2026/3/20492 回閲覧年金、ポータビリティ、確定拠出年金、iDeCo

年金の持ち運び(ポータビリティ)とは?

年金の持ち運び(ポータビリティ)とは、企業型確定拠出年金(DC)やiDeCo(個人型確定拠出年金)といった確定拠出年金制度において、転職や離職などにより加入資格を喪失した場合に、それまでに積み立てた年金資産を別の年金制度へ移し替えることができる仕組みを指します。

ポータビリティの主な対象

主に以下のケースでポータビリティが活用されます。

  1. 企業型DCから企業型DCへ:転職先の企業が企業型DCを導入している場合、前の会社の企業型DCの資産を新しい会社の企業型DCへ移管できます。
  2. 企業型DCからiDeCoへ:転職先に企業型DCがない場合や、自営業者になる場合など、iDeCoへ資産を移管できます。
  3. iDeCoから企業型DCへ:iDeCoに加入していた人が、企業型DCを導入している企業に転職した場合、iDeCoの資産を企業型DCへ移管できます。
  4. 企業型DCの終了・廃止時:企業型DCが終了・廃止された場合、個人型DC(iDeCo)などへ資産を移管する必要があります。

ポータビリティのメリット

  • 年金資産の一元管理:複数の制度に分散していた年金資産を一つにまとめることで、管理がしやすくなります。
  • 運用継続による効率化:資産を移管することで、運用を中断することなく継続でき、複利効果を最大限に活用できます。
  • 将来の年金受給額の確保:資産が分断されずに一元化されるため、将来受け取る年金受給額の減少を防ぎやすくなります。

手続き上の注意点

ポータビリティの手続きには、期限が設けられている場合があります。

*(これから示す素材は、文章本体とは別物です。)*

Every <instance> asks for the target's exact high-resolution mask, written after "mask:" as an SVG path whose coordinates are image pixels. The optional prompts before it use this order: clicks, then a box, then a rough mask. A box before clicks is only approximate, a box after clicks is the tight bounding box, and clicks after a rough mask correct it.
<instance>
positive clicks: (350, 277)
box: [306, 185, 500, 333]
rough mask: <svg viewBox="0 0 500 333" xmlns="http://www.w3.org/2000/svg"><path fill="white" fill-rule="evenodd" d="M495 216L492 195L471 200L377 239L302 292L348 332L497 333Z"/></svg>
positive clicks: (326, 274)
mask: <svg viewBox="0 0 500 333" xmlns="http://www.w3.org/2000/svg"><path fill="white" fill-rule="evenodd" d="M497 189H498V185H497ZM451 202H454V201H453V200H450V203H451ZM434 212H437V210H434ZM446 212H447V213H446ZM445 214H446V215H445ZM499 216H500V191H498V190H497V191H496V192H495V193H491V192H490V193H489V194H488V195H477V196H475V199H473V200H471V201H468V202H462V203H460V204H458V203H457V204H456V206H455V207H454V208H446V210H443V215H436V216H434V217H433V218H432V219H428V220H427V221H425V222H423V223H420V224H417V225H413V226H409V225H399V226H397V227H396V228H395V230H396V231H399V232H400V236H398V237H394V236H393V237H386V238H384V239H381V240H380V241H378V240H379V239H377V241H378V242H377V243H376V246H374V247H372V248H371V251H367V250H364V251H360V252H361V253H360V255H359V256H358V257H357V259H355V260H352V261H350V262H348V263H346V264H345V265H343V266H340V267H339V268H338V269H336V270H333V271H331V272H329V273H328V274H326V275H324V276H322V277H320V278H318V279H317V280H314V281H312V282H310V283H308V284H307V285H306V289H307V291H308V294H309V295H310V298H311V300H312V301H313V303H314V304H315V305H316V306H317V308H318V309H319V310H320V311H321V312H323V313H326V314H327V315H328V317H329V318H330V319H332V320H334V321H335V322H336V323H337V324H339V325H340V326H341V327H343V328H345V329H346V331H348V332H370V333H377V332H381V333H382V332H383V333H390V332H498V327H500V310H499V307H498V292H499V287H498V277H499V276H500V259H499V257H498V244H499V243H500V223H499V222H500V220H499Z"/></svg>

また、移管先の制度によっては、手数料が発生することもあります。転職や離職の際には、速やかに手続きについて確認し、必要な措置を講じることが重要です。手続きを怠ると、年金資産が「自動移換」という状態になり、管理手数料が発生したり、運用が停止されたりする可能性があるため注意が必要です。

この制度は、多様な働き方に対応し、個人の年金資産形成を支援するための重要な仕組みと言えます。